第3話 ピラミッドの頂点
いつもなら家の中のあちこちで見かけるクモを、近頃とんと見かけません。
しばらく前、階段の上でデカイのと目が合って、ワォ、と声を上げていたら
「ああ、それ、Gハンターで有名なヤツだよ」
と長男が教えてくれました。
「検索したら、Gを捕食してる画像が結構、出てくるよ」
ってアナタ、何、検索してんのよ、と突っ込みたくなるような説明付きです。
そのGハンターはもちろん、
そこらをちょろちょろしているような小さいのも、姿を見ないのです。
代わりに出てきたのが、あの、例の、長いの。
肉食系、人間も刺されると腫れちゃう迷惑千万なヤツ。
一度目に出てきた時は、バトルは長男、死体処理は私が担当しましたが、
その後、2回出てきて、どちらも全て処理済み、とは長男からの報告。
他の人間が寝ている時間に起きているのは彼だけなので、
夜行性生物との遭遇は彼の専権事項みたいなもんですね。
肉食系だけに、ソイツらがクモをエサにしていたのかもしれません。
もちろんGハンターでもあるらしく、そのことを教えてくれたのも、長男です。
Gが例の長いのを捕食するかは知りませんが、
Gが出た!と騒いだのは長男です。
例の長いのは処理できたクセにGはできないのか?と尻を蹴飛ばしたくなりますが、
仕方ない、ここは私がバトルも死体処理も担当しました。
二刀流でスプレー噴射、弱ったところをトイペで潰し、そのままトイレに流す。
我ながら完璧です。ゴルゴ並のスナイパーです。
さて。ではここで振り返ってみましょう。
クモ→ムカデ→長男→G→ワタシ
または
クモ→G→ムカデ→長男→ワタシ
これが我が家のピラミッドのようです。
全然、嬉しくない。
うん。

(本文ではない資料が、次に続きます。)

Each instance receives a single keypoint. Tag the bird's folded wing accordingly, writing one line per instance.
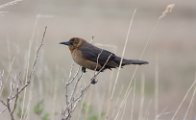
(93, 53)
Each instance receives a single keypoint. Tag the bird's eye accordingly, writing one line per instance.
(76, 42)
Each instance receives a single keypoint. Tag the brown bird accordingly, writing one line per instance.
(94, 58)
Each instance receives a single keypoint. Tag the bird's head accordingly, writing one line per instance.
(73, 43)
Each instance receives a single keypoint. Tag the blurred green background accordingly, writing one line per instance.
(170, 51)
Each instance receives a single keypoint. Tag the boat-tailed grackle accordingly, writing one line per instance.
(94, 58)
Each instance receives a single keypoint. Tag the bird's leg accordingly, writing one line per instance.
(93, 80)
(83, 69)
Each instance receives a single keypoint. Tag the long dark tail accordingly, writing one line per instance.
(127, 62)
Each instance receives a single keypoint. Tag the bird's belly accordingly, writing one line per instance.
(79, 59)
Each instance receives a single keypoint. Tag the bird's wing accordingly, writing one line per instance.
(91, 53)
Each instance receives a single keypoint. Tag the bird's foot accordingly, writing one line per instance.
(83, 69)
(93, 81)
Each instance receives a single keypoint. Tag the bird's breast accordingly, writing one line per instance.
(79, 59)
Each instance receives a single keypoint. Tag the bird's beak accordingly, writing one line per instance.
(65, 43)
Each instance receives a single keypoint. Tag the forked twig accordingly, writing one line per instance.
(15, 93)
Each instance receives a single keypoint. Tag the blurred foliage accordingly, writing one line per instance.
(89, 112)
(40, 111)
(39, 108)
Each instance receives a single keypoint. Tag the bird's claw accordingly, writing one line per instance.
(83, 69)
(93, 81)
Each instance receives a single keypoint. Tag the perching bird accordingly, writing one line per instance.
(94, 58)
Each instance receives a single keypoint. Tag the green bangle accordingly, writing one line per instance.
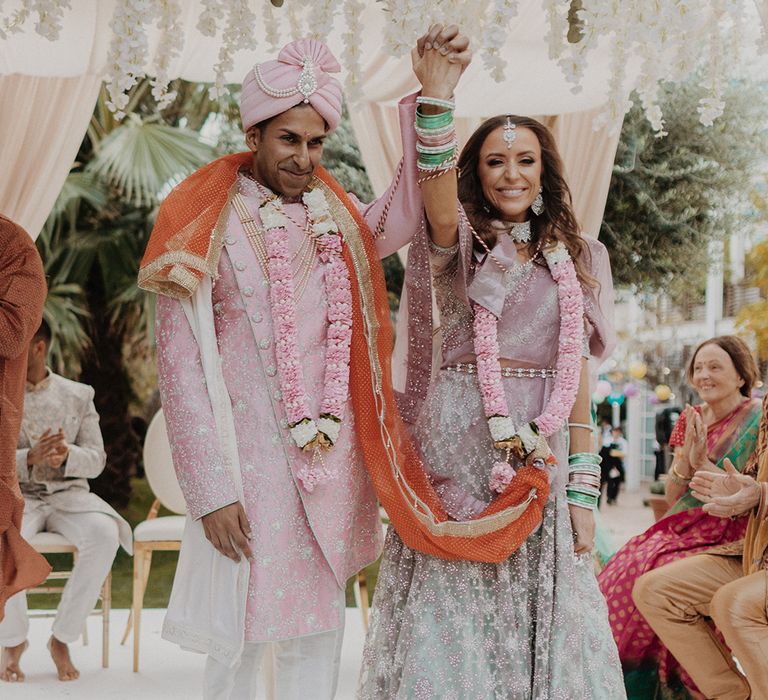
(592, 457)
(430, 159)
(433, 121)
(571, 492)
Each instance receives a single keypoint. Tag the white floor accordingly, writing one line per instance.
(167, 672)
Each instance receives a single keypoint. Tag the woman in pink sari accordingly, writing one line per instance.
(724, 426)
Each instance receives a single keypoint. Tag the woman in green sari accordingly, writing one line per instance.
(723, 426)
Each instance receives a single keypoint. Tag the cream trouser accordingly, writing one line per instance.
(675, 600)
(305, 668)
(96, 537)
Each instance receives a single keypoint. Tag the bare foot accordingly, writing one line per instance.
(10, 671)
(60, 655)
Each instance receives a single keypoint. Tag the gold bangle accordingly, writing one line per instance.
(679, 476)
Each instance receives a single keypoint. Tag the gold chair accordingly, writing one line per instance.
(360, 584)
(54, 543)
(162, 534)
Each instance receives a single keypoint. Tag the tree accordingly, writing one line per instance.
(91, 246)
(671, 196)
(753, 318)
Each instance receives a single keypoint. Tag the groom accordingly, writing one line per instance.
(269, 301)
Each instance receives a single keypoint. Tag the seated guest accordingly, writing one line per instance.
(727, 584)
(59, 449)
(723, 372)
(22, 293)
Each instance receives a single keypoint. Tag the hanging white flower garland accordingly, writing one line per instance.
(665, 36)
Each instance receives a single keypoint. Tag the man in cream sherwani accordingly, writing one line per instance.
(59, 448)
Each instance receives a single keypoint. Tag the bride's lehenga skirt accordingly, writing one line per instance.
(533, 627)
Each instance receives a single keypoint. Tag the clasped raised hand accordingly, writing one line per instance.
(439, 59)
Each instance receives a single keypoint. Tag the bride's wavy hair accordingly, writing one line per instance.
(556, 223)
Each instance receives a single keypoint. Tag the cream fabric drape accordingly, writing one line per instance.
(43, 119)
(42, 122)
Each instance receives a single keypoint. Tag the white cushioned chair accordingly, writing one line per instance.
(155, 533)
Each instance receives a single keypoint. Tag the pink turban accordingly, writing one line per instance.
(300, 74)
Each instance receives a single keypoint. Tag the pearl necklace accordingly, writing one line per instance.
(518, 232)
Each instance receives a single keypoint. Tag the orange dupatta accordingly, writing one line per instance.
(185, 244)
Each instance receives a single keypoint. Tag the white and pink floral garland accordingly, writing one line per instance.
(310, 434)
(528, 442)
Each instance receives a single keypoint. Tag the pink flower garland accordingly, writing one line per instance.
(339, 333)
(560, 403)
(308, 434)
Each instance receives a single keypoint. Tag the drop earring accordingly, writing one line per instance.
(537, 206)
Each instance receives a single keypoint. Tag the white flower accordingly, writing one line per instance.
(501, 427)
(315, 200)
(330, 427)
(556, 255)
(529, 437)
(303, 433)
(272, 215)
(323, 226)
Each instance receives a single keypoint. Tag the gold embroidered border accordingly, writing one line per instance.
(181, 282)
(470, 528)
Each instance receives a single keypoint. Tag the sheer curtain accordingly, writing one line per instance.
(43, 121)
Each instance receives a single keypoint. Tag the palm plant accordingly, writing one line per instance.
(91, 246)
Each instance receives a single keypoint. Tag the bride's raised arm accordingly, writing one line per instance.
(439, 59)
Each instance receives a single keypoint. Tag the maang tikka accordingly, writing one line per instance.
(510, 133)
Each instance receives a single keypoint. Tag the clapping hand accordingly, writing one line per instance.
(439, 59)
(696, 439)
(51, 450)
(725, 494)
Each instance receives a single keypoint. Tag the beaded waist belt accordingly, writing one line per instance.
(517, 372)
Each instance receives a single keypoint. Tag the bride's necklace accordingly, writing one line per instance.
(519, 232)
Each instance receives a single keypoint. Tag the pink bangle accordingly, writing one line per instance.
(762, 504)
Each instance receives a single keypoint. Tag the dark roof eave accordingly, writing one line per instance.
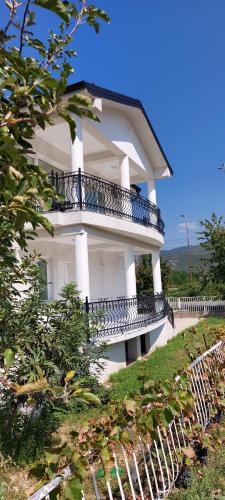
(120, 98)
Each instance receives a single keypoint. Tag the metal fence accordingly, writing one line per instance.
(151, 469)
(81, 191)
(199, 304)
(116, 316)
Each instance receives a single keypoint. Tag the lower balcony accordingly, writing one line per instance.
(109, 318)
(79, 191)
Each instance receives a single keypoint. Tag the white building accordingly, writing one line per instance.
(103, 222)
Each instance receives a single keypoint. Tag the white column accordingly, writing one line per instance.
(130, 276)
(151, 191)
(125, 172)
(77, 149)
(156, 271)
(81, 264)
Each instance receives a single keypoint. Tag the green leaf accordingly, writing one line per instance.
(92, 398)
(39, 386)
(9, 358)
(130, 405)
(69, 376)
(73, 489)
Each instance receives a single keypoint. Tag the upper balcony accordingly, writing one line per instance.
(86, 192)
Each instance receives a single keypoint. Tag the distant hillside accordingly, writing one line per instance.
(178, 257)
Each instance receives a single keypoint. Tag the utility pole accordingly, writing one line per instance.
(189, 250)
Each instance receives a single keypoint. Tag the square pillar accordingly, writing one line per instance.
(156, 271)
(77, 149)
(82, 265)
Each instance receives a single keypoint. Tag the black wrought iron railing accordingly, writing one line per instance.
(81, 191)
(121, 315)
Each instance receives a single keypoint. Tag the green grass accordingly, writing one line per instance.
(162, 364)
(207, 482)
(165, 361)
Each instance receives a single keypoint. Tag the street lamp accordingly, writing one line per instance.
(189, 249)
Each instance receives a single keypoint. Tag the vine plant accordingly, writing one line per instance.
(154, 409)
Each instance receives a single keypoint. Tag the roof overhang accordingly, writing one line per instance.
(136, 113)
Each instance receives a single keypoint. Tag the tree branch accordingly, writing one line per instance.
(12, 14)
(23, 26)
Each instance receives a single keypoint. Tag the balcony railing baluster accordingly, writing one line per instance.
(114, 317)
(81, 191)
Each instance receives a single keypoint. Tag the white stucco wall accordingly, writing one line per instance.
(107, 275)
(117, 129)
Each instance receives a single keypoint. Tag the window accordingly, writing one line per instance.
(44, 278)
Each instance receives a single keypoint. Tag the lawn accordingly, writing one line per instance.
(206, 482)
(162, 364)
(165, 361)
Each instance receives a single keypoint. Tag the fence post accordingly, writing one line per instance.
(80, 189)
(87, 308)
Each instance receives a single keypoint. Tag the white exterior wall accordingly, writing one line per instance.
(115, 360)
(116, 128)
(106, 269)
(107, 276)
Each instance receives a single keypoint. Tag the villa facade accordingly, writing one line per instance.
(102, 222)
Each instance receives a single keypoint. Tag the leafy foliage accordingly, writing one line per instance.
(212, 238)
(155, 408)
(33, 79)
(47, 354)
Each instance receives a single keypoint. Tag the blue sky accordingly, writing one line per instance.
(171, 55)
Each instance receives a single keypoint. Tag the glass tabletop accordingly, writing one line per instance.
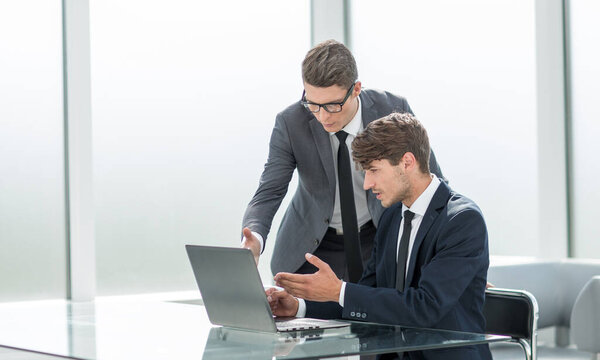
(150, 329)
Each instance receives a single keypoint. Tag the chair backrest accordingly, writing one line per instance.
(513, 313)
(585, 320)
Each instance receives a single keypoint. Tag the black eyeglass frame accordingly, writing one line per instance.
(324, 106)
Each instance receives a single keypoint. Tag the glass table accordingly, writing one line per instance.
(132, 328)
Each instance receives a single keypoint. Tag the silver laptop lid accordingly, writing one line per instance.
(231, 288)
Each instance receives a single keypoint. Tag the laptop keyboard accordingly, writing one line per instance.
(305, 324)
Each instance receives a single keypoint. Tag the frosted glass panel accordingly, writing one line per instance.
(32, 187)
(467, 69)
(585, 82)
(184, 97)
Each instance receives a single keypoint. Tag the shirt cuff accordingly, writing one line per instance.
(301, 308)
(261, 240)
(342, 293)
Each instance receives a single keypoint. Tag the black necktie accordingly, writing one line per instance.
(349, 222)
(403, 251)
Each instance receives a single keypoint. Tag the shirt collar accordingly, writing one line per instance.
(354, 126)
(422, 203)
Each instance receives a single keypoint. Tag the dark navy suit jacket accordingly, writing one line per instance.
(446, 278)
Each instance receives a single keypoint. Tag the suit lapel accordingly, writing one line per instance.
(439, 201)
(369, 113)
(323, 143)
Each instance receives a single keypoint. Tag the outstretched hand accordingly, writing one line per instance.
(320, 286)
(251, 242)
(282, 303)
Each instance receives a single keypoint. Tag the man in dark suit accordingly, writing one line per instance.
(333, 220)
(429, 263)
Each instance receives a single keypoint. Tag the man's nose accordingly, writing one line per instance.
(367, 184)
(322, 115)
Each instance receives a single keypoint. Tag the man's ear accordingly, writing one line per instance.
(409, 161)
(357, 89)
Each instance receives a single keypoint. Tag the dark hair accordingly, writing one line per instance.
(390, 138)
(329, 63)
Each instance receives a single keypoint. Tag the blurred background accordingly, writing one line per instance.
(170, 133)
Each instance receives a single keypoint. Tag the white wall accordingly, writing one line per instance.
(585, 81)
(184, 97)
(32, 188)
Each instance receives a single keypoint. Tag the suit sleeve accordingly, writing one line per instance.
(274, 181)
(461, 252)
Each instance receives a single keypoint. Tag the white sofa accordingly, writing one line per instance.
(568, 297)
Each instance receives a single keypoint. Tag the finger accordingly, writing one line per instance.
(248, 234)
(313, 259)
(293, 278)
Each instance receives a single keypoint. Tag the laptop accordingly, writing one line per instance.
(233, 293)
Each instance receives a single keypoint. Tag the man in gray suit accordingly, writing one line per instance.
(330, 214)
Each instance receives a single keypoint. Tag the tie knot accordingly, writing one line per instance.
(342, 135)
(408, 215)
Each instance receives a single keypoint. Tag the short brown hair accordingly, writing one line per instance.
(390, 138)
(329, 63)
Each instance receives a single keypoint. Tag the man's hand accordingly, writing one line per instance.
(282, 303)
(320, 286)
(251, 242)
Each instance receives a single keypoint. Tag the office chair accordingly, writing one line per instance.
(513, 313)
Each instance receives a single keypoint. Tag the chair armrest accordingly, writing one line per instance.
(585, 317)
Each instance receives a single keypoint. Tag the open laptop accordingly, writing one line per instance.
(233, 293)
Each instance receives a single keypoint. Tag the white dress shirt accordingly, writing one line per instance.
(419, 207)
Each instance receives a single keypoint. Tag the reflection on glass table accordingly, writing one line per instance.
(142, 328)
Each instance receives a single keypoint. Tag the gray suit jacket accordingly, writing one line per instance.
(299, 142)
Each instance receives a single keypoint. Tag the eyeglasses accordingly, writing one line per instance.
(329, 107)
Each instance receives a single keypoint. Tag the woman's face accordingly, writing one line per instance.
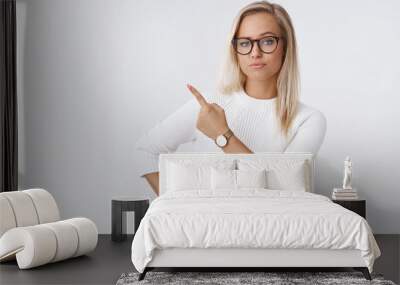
(258, 26)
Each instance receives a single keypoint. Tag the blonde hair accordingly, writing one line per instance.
(232, 79)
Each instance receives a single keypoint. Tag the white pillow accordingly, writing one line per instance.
(189, 174)
(237, 179)
(282, 174)
(223, 179)
(251, 178)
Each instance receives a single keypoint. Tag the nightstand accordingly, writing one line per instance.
(119, 207)
(357, 206)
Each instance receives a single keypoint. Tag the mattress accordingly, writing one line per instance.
(250, 219)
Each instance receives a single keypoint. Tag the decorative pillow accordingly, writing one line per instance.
(189, 174)
(281, 174)
(251, 178)
(237, 179)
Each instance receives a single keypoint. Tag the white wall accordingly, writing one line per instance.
(94, 75)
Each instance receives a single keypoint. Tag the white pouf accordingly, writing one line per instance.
(31, 232)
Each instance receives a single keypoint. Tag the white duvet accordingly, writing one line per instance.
(250, 218)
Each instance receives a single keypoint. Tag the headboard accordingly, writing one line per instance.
(214, 156)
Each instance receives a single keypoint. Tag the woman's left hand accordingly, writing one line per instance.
(211, 120)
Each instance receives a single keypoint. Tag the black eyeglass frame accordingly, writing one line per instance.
(234, 40)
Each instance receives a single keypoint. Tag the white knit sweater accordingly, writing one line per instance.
(252, 120)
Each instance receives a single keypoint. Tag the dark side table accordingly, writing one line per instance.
(119, 207)
(357, 206)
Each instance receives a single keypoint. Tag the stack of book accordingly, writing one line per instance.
(344, 194)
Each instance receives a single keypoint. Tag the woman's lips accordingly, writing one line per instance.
(257, 66)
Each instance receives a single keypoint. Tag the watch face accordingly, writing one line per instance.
(221, 140)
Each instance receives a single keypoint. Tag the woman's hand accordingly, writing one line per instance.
(211, 120)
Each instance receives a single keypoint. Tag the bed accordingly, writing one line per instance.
(247, 211)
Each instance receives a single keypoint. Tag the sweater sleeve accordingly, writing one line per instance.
(310, 134)
(166, 136)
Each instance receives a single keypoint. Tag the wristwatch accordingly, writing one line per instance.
(222, 140)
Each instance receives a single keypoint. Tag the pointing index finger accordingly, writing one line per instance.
(198, 96)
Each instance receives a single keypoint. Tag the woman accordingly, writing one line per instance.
(256, 108)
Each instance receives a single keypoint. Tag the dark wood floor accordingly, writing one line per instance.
(111, 259)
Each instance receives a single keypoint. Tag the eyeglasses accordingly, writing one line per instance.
(245, 45)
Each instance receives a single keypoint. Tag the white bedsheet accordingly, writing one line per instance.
(250, 218)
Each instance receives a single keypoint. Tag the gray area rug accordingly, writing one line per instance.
(275, 278)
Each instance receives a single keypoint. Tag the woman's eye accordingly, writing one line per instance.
(267, 42)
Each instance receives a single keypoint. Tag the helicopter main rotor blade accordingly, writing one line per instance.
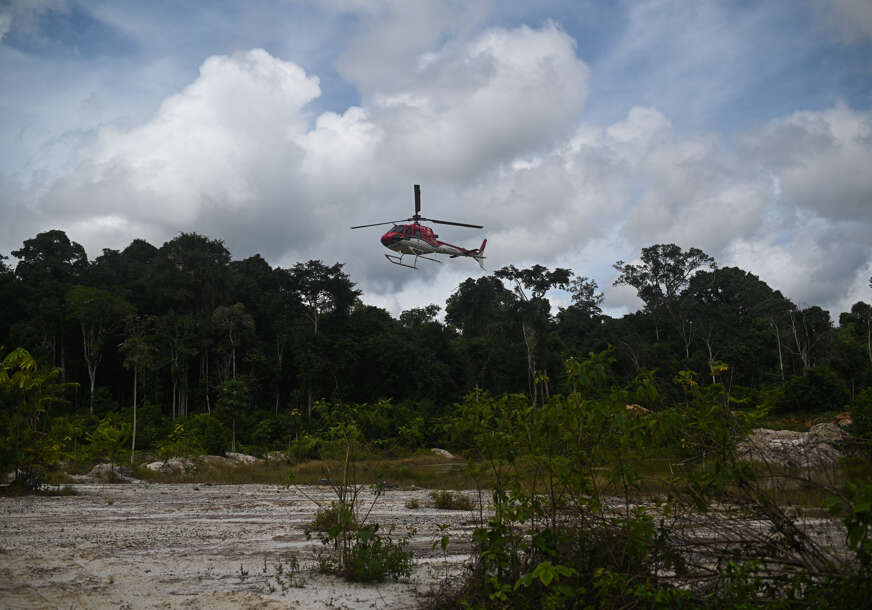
(375, 224)
(456, 224)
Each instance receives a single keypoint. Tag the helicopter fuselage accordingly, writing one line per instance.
(419, 240)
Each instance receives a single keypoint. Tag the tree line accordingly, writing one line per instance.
(243, 353)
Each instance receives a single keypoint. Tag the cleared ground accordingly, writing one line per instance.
(204, 546)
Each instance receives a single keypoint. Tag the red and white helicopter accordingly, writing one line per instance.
(417, 240)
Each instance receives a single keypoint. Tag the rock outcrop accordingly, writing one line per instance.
(821, 445)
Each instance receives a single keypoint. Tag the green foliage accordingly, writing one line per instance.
(861, 420)
(450, 500)
(107, 441)
(25, 395)
(818, 390)
(205, 433)
(375, 557)
(179, 444)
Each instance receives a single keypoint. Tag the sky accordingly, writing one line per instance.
(577, 132)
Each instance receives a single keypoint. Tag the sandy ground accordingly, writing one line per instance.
(202, 546)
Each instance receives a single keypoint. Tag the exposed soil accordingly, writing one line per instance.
(204, 546)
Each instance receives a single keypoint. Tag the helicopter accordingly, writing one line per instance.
(419, 241)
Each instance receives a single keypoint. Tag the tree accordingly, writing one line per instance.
(138, 348)
(535, 312)
(322, 290)
(731, 310)
(177, 335)
(811, 330)
(98, 312)
(49, 265)
(419, 316)
(234, 321)
(664, 272)
(25, 394)
(234, 398)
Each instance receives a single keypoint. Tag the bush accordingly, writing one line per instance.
(328, 518)
(207, 433)
(450, 500)
(374, 557)
(304, 448)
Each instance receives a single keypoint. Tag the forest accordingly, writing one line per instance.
(606, 444)
(240, 353)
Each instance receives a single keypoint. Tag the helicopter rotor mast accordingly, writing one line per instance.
(416, 218)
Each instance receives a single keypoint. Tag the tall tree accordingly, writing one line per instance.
(322, 290)
(49, 265)
(535, 313)
(99, 313)
(664, 272)
(234, 322)
(138, 349)
(177, 336)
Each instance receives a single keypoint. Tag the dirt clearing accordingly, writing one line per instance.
(204, 546)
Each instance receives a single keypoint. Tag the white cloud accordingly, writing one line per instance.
(848, 21)
(491, 123)
(823, 159)
(21, 14)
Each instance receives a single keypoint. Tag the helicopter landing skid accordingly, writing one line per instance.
(398, 260)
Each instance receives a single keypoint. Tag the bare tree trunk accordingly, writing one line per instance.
(133, 441)
(774, 325)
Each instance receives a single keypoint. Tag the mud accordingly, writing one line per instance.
(200, 546)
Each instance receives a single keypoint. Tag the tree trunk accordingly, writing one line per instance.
(774, 325)
(133, 442)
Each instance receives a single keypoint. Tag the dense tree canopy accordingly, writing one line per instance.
(240, 352)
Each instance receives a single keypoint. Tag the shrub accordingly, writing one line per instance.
(374, 557)
(330, 517)
(207, 433)
(450, 500)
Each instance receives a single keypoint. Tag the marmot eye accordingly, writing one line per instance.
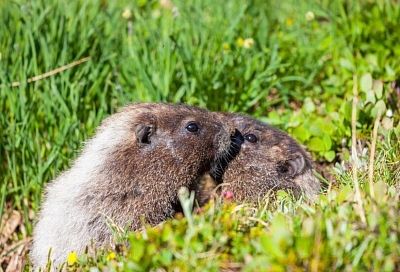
(250, 138)
(192, 127)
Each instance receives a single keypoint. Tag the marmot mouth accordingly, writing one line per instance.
(221, 162)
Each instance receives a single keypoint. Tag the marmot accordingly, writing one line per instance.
(130, 173)
(269, 160)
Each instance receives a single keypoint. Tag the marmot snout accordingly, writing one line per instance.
(269, 160)
(129, 173)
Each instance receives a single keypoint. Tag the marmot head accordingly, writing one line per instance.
(269, 160)
(146, 152)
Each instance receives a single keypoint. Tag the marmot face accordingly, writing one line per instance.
(161, 148)
(129, 173)
(269, 160)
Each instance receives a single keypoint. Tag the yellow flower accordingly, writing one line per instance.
(72, 258)
(127, 14)
(226, 46)
(240, 42)
(111, 256)
(248, 43)
(310, 16)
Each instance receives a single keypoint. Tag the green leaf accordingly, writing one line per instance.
(366, 83)
(301, 134)
(329, 155)
(327, 141)
(380, 106)
(378, 88)
(137, 249)
(270, 247)
(316, 144)
(308, 105)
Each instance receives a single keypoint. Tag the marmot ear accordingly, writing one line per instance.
(143, 133)
(293, 167)
(296, 165)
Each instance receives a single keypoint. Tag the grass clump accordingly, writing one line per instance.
(279, 235)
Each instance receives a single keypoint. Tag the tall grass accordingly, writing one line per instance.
(298, 70)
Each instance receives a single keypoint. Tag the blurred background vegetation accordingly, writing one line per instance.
(289, 63)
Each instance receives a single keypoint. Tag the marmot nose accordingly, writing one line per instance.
(237, 137)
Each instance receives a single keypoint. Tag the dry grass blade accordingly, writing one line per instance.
(9, 225)
(354, 158)
(372, 155)
(52, 72)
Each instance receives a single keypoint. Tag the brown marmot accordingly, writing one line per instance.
(269, 160)
(130, 173)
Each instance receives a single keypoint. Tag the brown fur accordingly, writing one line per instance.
(276, 161)
(130, 173)
(140, 183)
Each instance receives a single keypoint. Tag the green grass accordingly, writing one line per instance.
(298, 75)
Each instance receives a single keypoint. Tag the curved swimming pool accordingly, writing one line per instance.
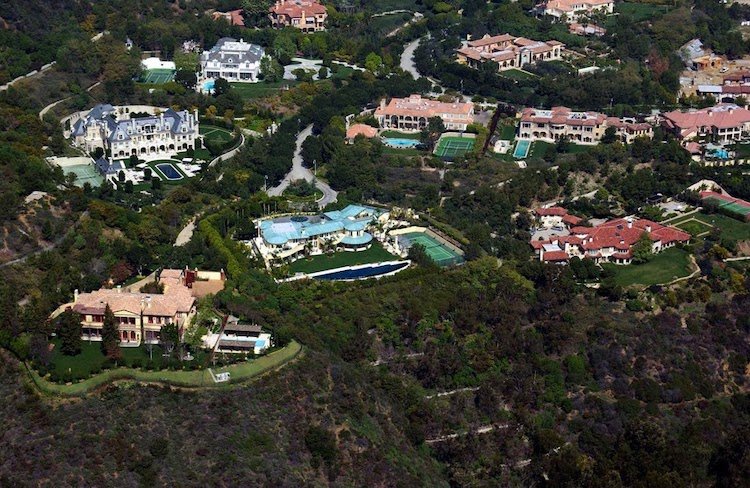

全くもって、嬉しくない。
なので、頂点を譲ることにしました。
頂点は、
ブラックキャップ、コンバット、ホウ酸ダンゴ、バルサン。
いまだにG対策できてませんからね。
梅雨明けしたら、絶対やろう。
2時間避難できる場所がなくても、長男が寝ていても、絶対やろう。
G対策すればついでにムカデも出なくならないかしらん。
なってほしいなあ。
ちなみに。
オットは、Gバトルを頼むと、露骨にイヤな顔をします。
戦闘能力0です。
「えー?どうせ、これ一匹殺したところで、ふつうに何匹も外、歩いてるじゃん」
いやいやいや、そうかもしれないけど、そういう問題じゃないでしょう。
そういうこと言って、うっかりを装って外に逃がすなんてナンセンス!
そういう人は、Gの味方、全女性の敵、とみなします。
次男は、「うわ、マジ、オレ苦手だからムリムリムリ」
と言いながら、食べた菓子のゴミを放置し続けるだらしなさ。
それはこっそり餌付けしてるのと変わらないんだからね、
そういうヤツは女の子にモテないんだよ?といくら言っても馬耳東風。
戦闘能力マイナス100です。
あー、ほんとウチのオトコ共って使えない……。
薬物類が頂点、って、どんな家、よ?
頼りになる頂点が欲しい、と切に願う今日この頃、なのでした。